The ECB Monetary Policy Meeting Accounts will be released at 14:30 MT on January 16
British personal insolvencies head north in the fourth-quarter to the highest value since 2010
At the end of the previous year, the total number of British citizens finding themselves insolvent tacked on. That’s what follows from official data. Undoubtedly, it’s going to contribute to unease over the health of the United Kingdom’s customer-led economy ahead of Brexit.
For the fourth quarter, in Wales and England there were up to 34,108 individual insolvencies, which appears to be the most impressive outcome since the second quarter of 2010 and also a 35% jump versus 2018. That’s what the government's Insolvency Service revealed on Tuesday.
The ascend was powered by a record number of Individual Voluntary Arrangements -- agreements to have creditors short of declaring bankruptcy repaid.
The figures actually get along with other signs of vulnerability in the country’s consumer economy, showing up just two months before the United Kingdom is anticipated to depart from the EU.
According to this month’s official data, for the three months to December UK customers reduced their spending for the first time since last spring.
As the Insolvency Service states, up to 3,949 businesses in Wales and England faced financial issues for the fourth quarter, which is 11% more than in 2018.

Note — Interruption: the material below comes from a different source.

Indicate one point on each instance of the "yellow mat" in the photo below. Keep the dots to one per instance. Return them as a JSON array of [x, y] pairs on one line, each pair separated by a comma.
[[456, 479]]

Following three years of flat numbers, last year insolvencies managed to creep back to the level last observed in 2014, as some financial analysts pointed out.
The pressure point for British businesses is poor consumer demand. Currently UK customers don't have much spare cash, which is reflected in the ascend in the number of personal insolvencies for the last time.
The previous week Ben Broadbent, Bank of England Deputy Governor told he was worried by a slew of warnings that UK household debt had hit unsustainable levels.
Growth in UK household debt is considered to be a good gauge of financial distress in this country.
We expect the US-China phase one trade deal to be signed on Wednesday and multiple important indicators for the USD. Plus, it is the first week of the earnings reports
The British yearly CPI will be released at 11:30 MT on January 15
Netflix releases its Q4'2019 earnings report on Tuesday at 13:00 MT (11:00 GMT). Are you ready to trade stock on it?
The Bank of Canada (BOC) will release its rate statement alongside the monetary policy report during its meeting on January 22 at 17:00 MT time.
Events in Libya pushed the oil price up. So what's the strategy to benefit from it?